In all of this there seems to be a tacit assumption that people volunteering their time here did so to help people learn to write recognizers with language recognition tools. For the most part, this isn't true other than its use within a formal education curriculum. So attacking documentation and how-tos, or the fact that no one addressed issue xyz raised by abc doesn't really make any sense. The wiki is open to anyone to add documentation at any level they like and many people don't attack but wish someone would write up a few things, which is an eminently reasonable hope. Some people even write up a few things in their own time.

It also seems reasonable to me that if you want to do anything seriously with such a free and necessarily quite complicated tool, that you might invest a few bucks in a book that will save you a lot of trouble. Sure, it doesn't cover every aspect of everything that everybody needs, but it is a hell of a good starting point. When I first needed to write something with yacc, I had the choice of buying a book for 40 quid, or 93 pints of best bitter (it was a long time ago ;-). So, I had to sponge of friends for the beer.
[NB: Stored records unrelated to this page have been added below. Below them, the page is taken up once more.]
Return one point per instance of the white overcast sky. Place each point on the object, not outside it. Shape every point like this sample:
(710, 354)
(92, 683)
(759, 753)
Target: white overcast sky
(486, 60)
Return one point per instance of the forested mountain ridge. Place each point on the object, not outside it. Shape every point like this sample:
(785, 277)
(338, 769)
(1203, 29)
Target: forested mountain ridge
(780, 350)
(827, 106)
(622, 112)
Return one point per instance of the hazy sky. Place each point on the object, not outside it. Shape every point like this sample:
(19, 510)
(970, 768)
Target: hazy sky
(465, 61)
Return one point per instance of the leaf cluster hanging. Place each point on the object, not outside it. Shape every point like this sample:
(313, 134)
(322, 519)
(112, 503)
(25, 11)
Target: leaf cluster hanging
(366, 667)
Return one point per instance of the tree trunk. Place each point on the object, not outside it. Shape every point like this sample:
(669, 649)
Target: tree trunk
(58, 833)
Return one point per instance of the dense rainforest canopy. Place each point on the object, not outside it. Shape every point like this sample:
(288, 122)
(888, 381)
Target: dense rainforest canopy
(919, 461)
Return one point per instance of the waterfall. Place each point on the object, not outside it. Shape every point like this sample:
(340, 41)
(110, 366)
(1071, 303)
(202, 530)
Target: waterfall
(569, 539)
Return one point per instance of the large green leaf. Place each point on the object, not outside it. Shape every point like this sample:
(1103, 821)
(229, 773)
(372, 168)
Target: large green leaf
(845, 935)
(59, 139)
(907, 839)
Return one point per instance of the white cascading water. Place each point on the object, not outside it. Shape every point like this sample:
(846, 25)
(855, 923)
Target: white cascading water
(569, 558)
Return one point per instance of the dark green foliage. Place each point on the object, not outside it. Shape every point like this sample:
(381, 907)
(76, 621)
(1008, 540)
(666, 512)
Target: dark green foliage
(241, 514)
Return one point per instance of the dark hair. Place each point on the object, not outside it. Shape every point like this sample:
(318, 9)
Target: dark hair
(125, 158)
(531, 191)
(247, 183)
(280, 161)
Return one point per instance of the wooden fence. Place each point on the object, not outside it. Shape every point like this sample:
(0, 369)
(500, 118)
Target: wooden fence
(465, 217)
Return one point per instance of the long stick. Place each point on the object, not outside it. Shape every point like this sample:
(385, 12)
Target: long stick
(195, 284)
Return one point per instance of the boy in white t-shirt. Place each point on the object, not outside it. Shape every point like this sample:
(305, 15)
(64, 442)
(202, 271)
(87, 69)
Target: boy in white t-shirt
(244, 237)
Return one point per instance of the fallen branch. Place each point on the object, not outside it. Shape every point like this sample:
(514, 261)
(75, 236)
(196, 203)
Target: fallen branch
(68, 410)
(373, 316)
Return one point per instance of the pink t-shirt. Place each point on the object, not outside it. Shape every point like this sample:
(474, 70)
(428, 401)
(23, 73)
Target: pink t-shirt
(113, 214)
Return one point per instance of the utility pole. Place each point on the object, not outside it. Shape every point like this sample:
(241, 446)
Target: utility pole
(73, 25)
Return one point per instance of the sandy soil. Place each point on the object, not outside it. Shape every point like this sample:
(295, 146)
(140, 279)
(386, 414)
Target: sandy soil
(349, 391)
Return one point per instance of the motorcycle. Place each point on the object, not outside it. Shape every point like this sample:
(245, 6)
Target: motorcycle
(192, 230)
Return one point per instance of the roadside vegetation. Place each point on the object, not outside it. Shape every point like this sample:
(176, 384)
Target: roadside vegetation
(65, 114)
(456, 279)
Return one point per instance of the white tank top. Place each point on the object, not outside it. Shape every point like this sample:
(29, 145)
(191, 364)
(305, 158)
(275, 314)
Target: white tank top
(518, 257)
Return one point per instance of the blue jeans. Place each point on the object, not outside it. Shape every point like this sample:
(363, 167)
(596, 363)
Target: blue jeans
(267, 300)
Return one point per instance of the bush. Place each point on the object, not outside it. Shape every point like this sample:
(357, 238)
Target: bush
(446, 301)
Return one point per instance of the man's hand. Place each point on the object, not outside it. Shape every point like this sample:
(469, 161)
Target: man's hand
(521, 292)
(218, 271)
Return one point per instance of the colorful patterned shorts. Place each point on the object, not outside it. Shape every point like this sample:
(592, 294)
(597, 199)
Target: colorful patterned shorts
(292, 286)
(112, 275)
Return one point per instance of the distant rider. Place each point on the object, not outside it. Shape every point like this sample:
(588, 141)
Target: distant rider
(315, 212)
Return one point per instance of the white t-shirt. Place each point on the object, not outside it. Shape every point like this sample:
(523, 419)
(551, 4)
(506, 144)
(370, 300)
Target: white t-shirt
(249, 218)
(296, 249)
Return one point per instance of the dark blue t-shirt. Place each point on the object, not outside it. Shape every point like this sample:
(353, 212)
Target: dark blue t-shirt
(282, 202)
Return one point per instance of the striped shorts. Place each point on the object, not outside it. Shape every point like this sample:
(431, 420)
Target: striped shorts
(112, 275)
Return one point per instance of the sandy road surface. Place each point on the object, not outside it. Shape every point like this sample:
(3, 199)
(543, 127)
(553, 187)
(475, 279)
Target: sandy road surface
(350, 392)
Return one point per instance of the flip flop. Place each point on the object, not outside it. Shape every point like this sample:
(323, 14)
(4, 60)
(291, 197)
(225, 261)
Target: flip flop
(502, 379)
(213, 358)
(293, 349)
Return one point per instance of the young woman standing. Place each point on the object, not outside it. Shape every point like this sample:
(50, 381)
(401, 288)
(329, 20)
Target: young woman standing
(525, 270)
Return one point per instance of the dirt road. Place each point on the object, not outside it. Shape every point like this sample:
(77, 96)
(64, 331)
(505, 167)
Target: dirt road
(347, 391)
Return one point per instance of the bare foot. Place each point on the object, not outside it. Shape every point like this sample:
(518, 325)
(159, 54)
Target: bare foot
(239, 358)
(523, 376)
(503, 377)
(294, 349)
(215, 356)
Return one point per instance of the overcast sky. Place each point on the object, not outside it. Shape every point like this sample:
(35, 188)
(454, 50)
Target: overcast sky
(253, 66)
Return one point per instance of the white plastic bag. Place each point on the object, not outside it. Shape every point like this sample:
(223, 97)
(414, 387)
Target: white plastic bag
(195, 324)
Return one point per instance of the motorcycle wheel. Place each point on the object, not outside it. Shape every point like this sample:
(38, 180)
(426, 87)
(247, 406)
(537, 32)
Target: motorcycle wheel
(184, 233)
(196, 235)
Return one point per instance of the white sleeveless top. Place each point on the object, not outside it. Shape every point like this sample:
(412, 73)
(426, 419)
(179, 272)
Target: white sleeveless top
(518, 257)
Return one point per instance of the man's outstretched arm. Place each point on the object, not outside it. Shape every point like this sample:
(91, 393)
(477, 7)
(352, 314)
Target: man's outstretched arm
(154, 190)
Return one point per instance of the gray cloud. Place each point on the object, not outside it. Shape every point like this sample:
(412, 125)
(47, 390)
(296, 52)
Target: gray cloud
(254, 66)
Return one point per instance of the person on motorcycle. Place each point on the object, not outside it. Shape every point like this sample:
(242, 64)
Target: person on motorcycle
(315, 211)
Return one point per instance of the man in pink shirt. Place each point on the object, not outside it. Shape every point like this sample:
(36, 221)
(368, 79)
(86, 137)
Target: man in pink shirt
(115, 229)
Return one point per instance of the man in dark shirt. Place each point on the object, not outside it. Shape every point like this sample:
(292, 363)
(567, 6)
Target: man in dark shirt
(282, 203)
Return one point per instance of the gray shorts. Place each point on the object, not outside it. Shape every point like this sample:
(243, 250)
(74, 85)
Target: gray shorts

Nobody is saying "It's his own fault, it is hard", just that it is hard, and that the tool and the site aren't really geared up to be a training ground for this kind of knowledge; it is a bit unfair to berate people for not handing out free training. Not that you personally are saying that particularly, but you have spent an awful lot of time here debating the meaning of words like "syntax", which is no doubt interesting to you, made a presentation about ANTLR (more power to you), but I don't see anything in the Wiki from you that says "All your question about trees belong to us." I don't expect you to have done so, but I don't see why anyone should EXPECT anyone to do so unless they are paying for it.